Logan’s words of encouragement, of support, are almost sufficient to make him believe; the werewolf has faith in few things on this earth, but the hunter is one such item, and Logan does not lie.
”I know,” the man whispers, though he does not move. ”I know.” When it comes down to it, his pressing instincts are for the safety of himself, of Logan, and of their relationship. If that is all right – if they are all right – everything else will fall into place. No matter how long it takes; and Nathan hasn’t had the time for more long-term fears to take root, to fill him with doubt. His anxiety is nothing if not selfish, and Lucas is dead. Lucas is dead, Billy is alive, and Logan is here – three simple facts which enable him to simply let go.
For this one evening, he allows himself not to care.

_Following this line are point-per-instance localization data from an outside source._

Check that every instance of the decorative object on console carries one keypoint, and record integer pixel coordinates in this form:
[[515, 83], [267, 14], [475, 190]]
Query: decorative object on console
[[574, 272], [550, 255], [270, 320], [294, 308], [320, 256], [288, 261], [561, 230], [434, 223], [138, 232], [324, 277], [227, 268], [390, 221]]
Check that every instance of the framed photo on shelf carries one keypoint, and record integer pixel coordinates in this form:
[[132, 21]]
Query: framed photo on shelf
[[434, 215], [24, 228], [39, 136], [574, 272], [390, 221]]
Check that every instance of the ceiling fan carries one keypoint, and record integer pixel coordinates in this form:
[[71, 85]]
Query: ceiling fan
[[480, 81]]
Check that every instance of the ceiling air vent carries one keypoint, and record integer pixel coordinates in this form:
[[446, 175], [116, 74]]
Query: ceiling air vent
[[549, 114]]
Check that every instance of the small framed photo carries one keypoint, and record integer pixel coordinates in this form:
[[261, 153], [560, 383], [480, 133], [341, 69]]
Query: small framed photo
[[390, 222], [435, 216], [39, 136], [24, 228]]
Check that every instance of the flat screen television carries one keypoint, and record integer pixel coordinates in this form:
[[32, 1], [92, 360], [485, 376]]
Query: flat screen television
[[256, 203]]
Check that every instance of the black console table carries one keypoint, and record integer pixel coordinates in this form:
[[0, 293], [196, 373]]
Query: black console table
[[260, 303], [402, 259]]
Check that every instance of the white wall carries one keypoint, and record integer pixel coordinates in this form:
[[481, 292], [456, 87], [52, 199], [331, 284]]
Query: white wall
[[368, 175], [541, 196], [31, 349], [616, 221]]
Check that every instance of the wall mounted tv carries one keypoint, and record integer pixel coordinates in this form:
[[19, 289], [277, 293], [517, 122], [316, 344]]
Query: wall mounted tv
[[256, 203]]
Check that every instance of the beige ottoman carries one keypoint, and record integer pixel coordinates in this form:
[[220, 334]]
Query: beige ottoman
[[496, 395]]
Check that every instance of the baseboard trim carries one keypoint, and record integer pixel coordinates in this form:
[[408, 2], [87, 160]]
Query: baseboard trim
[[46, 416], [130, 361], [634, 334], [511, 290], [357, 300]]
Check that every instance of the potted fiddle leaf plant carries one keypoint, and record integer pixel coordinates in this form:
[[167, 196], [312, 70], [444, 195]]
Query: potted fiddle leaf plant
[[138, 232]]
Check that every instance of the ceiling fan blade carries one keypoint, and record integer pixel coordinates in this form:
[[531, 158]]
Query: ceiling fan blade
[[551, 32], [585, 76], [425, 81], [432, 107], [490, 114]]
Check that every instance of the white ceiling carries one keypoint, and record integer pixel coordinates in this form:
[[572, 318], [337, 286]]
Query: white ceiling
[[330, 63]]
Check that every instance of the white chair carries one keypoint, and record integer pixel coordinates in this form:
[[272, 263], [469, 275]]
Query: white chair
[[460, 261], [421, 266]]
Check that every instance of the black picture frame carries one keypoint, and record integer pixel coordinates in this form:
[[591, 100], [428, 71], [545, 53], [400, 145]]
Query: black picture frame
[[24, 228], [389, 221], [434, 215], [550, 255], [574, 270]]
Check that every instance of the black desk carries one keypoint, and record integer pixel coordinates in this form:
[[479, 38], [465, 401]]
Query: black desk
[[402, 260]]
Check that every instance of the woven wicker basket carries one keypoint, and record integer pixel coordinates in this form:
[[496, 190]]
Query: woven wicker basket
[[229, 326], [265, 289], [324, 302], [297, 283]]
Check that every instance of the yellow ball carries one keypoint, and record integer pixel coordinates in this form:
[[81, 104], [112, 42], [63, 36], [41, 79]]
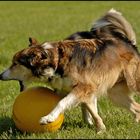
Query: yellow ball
[[32, 104]]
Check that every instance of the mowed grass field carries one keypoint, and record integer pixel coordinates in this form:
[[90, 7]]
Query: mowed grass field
[[53, 21]]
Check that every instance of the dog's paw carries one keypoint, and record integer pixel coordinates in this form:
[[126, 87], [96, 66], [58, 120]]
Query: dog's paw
[[47, 119]]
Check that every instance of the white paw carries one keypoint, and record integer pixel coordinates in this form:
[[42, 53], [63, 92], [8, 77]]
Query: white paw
[[47, 119]]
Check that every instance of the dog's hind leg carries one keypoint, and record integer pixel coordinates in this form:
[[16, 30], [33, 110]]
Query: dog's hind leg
[[92, 108], [87, 117], [122, 96]]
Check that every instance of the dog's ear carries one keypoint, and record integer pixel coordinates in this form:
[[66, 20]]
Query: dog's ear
[[32, 42]]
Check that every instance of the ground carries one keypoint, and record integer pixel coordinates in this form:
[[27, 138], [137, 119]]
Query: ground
[[53, 21]]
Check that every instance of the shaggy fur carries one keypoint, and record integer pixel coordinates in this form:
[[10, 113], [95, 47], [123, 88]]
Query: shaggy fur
[[84, 69]]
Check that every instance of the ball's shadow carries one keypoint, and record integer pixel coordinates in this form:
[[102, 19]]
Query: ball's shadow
[[7, 126]]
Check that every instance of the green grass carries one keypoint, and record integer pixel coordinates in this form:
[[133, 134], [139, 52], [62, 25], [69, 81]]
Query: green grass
[[55, 21]]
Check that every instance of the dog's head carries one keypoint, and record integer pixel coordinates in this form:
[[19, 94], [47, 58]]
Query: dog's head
[[39, 60]]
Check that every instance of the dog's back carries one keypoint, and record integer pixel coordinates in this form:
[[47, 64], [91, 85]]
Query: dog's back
[[111, 24]]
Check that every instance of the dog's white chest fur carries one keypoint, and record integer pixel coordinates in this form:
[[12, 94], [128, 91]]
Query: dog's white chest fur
[[62, 85]]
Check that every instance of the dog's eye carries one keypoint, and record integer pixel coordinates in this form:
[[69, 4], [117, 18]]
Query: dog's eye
[[14, 64]]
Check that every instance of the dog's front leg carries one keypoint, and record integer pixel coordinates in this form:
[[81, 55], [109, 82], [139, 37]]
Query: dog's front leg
[[66, 103]]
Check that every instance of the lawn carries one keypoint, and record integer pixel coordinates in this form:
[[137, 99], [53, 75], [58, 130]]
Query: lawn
[[54, 21]]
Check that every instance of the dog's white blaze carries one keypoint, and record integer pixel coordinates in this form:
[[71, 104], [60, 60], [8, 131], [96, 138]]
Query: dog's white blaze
[[6, 74], [47, 45]]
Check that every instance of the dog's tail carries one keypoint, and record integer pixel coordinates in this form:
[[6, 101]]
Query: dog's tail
[[113, 23]]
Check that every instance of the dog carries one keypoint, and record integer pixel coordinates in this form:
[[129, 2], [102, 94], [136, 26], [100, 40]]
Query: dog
[[84, 69]]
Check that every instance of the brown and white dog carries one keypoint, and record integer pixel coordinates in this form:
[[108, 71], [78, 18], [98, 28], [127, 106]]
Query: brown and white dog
[[84, 69]]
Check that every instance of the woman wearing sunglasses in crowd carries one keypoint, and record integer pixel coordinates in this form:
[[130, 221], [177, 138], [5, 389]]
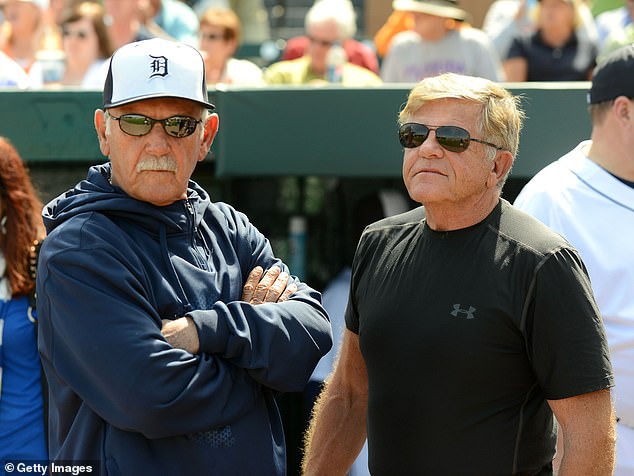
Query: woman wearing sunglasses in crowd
[[22, 434], [219, 40], [556, 51], [86, 46]]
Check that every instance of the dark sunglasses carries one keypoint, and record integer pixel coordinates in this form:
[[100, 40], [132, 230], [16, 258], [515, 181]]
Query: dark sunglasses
[[139, 125], [323, 43], [212, 36], [82, 35], [452, 138]]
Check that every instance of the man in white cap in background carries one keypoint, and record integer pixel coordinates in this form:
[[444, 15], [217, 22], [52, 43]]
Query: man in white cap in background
[[439, 43], [167, 325]]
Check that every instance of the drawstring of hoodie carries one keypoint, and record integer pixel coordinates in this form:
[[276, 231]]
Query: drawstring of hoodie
[[170, 267]]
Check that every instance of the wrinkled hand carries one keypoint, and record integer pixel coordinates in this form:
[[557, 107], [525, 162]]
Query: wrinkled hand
[[181, 333], [272, 287]]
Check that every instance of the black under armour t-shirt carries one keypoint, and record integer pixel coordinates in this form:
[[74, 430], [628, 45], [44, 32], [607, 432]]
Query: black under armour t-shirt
[[465, 335]]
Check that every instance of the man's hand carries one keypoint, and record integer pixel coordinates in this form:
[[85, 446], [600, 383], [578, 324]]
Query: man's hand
[[270, 288], [181, 333]]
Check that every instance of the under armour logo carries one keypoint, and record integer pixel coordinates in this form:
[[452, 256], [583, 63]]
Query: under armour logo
[[158, 65], [468, 313]]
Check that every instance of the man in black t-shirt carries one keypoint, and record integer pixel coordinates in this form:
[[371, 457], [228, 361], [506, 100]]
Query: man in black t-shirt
[[471, 326]]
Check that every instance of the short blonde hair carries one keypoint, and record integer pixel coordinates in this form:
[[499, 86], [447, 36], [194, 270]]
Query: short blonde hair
[[502, 117], [224, 18]]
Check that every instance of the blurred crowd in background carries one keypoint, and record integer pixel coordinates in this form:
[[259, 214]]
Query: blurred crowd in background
[[66, 43]]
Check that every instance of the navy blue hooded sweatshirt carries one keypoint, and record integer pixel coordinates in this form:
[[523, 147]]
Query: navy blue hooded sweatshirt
[[110, 269]]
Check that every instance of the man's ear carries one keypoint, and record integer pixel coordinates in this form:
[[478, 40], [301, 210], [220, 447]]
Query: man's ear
[[100, 127], [501, 165], [210, 131]]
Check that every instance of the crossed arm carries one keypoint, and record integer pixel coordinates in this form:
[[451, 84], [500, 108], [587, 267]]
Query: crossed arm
[[259, 288]]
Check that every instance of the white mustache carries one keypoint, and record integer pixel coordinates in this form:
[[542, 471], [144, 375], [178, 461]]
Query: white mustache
[[161, 164]]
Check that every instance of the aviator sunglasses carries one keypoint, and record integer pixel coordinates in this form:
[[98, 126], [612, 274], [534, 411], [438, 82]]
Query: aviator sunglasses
[[452, 138], [139, 125]]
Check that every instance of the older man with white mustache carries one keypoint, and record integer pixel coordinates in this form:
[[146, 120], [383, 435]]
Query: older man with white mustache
[[163, 338]]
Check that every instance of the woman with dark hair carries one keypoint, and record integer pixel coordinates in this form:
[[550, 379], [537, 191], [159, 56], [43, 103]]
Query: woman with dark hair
[[22, 435]]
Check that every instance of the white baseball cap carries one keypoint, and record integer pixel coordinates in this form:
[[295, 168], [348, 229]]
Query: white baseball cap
[[155, 68]]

Nate reaches a hand out, rests it on Logan’s shoulder for support. ”C’mon. Help me to the couch.” Things like walking – like getting his feet and knees under him and all lined up without falling over – seem a little too complicated for the pounding in his skull. There’s a dull ringing in his right ear that’s becoming more apparent the longer he sits, an incessant tinnitus he hopes will not become more permanent; but the distraction of the television might help. The presence of Logan at his side might ease it all away – or it might not, but the option seems preferable to being alone, or to spending another instant on this uncomfortable wooden chair.
He sags into and against the other man after rising, his weight nearly entirely supported by Logan’s efforts. The process slows his thoughts and muddles his mind, settles a fog down over the lucidity he’d managed to scrape together; a wave of vertigo leaves him reeling, confused.
”I just wanna sleep,” he groans, a complaint born of frustration, as if unconsciousness the one thing in the world that will make this go away, simply by virtue of it being denied to him.